Gerald Byarugaba, the extractive industries coordinator at Oxfam-Uganda told The Independent that it is a very positive development that Uganda finally accepted to join the global coalition that works to support transparency and accountability in the oil, gas and mining sectors in resource-rich countries.

“But, like they say, the devil is always in the detail. We wait to see whether the government will do what it has said it is going to do,” he said.

Don Bwesigye Binyina, the executive director of the African Centre for Energy and Mineral Policy (ACEMP) also told The Independent that “it has been a long journey for Uganda’s walk towards accountability and transparency.”

“We are excited but we are aware of the challenges that lie ahead; we expect to see more accountability, transparency and rule of law in the sector,” Binyina told The Independent, “This couldn’t have come at the right time because the mining sector is under capture by the “mafia.”

James Muhindo, the national coordinator of the Civil Society Coalition on Oil and Gas (CSCO), a consortium of local and international NGOs that advocate for transparency and accountability in Uganda’s extractives sector told The Independent on Aug.20 that EITI will fix several issues in the mining sector but “it will not be a magical wand that will change everything overnight.”

Cissy Kagaba, the executive director of the Anti-Corruption Coalition-Uganda (ACCU) said she hopes “the government will walk the talk” on EITI.

“We know that many African countries have joined ‘just for show’ while others have been pushed to do so by the donors,” she told The Independent.

“There is a possibility that this is a condition that some big donor has given the government.

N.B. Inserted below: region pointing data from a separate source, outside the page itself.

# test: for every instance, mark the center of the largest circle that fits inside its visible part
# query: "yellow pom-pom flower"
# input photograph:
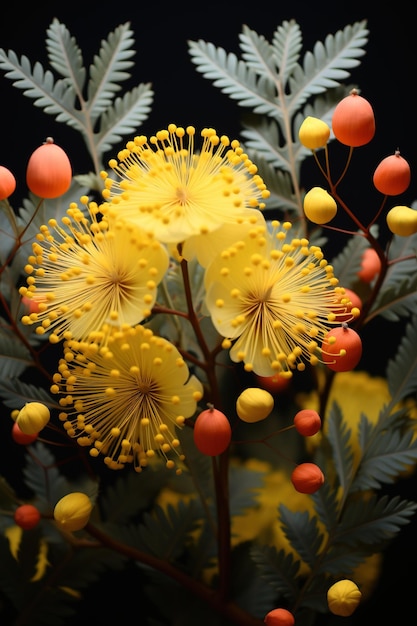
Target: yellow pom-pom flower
(33, 417)
(72, 512)
(314, 133)
(343, 597)
(254, 404)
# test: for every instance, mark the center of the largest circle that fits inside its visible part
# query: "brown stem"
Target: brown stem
(228, 610)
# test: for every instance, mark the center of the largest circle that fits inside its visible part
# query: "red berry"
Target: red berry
(273, 384)
(307, 478)
(353, 120)
(49, 171)
(354, 301)
(341, 349)
(307, 422)
(279, 617)
(212, 432)
(22, 438)
(27, 516)
(393, 175)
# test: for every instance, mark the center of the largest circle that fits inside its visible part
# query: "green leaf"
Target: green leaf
(287, 44)
(124, 117)
(109, 69)
(248, 589)
(55, 97)
(278, 569)
(386, 454)
(232, 76)
(370, 520)
(64, 54)
(397, 297)
(402, 369)
(302, 532)
(328, 64)
(132, 493)
(326, 505)
(348, 262)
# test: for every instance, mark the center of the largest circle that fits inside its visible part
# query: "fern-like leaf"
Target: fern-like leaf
(124, 117)
(302, 532)
(402, 369)
(386, 455)
(342, 453)
(233, 77)
(257, 52)
(287, 45)
(64, 55)
(109, 69)
(397, 297)
(372, 521)
(327, 65)
(131, 494)
(54, 97)
(278, 568)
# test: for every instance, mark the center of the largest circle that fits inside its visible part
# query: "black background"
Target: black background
(386, 77)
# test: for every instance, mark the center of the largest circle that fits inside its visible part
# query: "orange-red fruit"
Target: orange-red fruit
(370, 265)
(22, 438)
(307, 422)
(212, 432)
(279, 617)
(49, 172)
(7, 183)
(341, 349)
(307, 478)
(393, 175)
(355, 302)
(353, 120)
(27, 516)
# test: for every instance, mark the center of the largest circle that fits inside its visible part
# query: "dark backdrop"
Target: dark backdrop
(386, 78)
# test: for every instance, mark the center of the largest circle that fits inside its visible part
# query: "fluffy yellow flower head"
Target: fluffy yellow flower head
(126, 400)
(90, 276)
(175, 191)
(275, 298)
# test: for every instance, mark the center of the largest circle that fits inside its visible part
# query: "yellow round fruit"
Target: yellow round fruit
(314, 133)
(402, 221)
(319, 206)
(33, 417)
(343, 597)
(254, 404)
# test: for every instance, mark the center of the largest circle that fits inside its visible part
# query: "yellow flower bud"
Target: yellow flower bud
(254, 404)
(33, 417)
(343, 597)
(72, 512)
(319, 206)
(402, 221)
(314, 133)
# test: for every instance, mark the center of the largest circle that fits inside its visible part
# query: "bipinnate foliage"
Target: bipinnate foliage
(165, 524)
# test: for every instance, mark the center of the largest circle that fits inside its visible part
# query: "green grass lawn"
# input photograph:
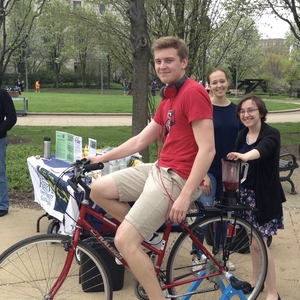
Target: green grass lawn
(29, 139)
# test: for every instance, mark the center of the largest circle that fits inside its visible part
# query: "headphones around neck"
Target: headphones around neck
(170, 91)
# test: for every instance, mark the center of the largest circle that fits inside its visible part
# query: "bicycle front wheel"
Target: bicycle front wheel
(29, 269)
(244, 265)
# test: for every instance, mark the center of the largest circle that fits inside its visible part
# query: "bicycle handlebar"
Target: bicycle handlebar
(80, 167)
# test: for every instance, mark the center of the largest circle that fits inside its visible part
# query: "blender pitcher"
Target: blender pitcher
(231, 179)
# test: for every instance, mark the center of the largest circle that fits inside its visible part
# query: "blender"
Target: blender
(231, 179)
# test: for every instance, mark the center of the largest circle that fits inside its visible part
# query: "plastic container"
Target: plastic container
(47, 147)
(116, 271)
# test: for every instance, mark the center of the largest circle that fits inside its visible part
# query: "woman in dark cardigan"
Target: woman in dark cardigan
(259, 145)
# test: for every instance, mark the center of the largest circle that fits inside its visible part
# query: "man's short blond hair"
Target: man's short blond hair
(172, 42)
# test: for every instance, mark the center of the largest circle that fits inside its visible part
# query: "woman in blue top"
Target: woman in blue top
(226, 128)
(259, 145)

If this is the case, then it is going to be a hustle to implement the EITI,” Kagaba told The Independent, “It is different when someone forces you to do something as opposed to when you do it willingly.”

The EITI standard encourages governments to publish contracts and production figures in the oil, gas and mining sectors. State-owned companies and regional transfers are also covered by the disclosure requirements.

In fact, ‘transparency’ was the key word as Helen Clark, the chairperson of the EITI board welcomed Uganda to the “EITI community” on Aug.12.

Sending her congratulatory message, Clark emphasized the importance of transparency in ensuring that money from Uganda’s oil and gas production is not mismanaged, stolen, or lost to corruption.

“We welcome Uganda as an implementing country and look forward to the EITI promoting inclusive public debate,” she said.

Matia Kasaija, the finance minister told the EITI secretariat that Uganda decided to join the initiative because the country values transparency as it moves nearer to getting money from its minerals and oil.

“We believe that this initiative has the potential to strengthen tax collection, improve the investment climate, build trust among sector stakeholders and help create lasting value from our mineral and petroleum resources,” he said.

Uganda’s oil industry is relatively young but its leading partner in the Lake Albert Development Project, the international oil company Total, is a founding member of the EITI.

Writing in support of the EITI implementation, Total E&P Uganda—an active participant in Uganda’s multi stakeholder group— said being open about contracts signed contributes to a transparent and accountable sector.

“We look forward to working with the government, industry and civil society partners to support EITI implementation through participation in Uganda’s multi-stakeholder group,” said Pierre Jessua, Total E&P Uganda’s general manager.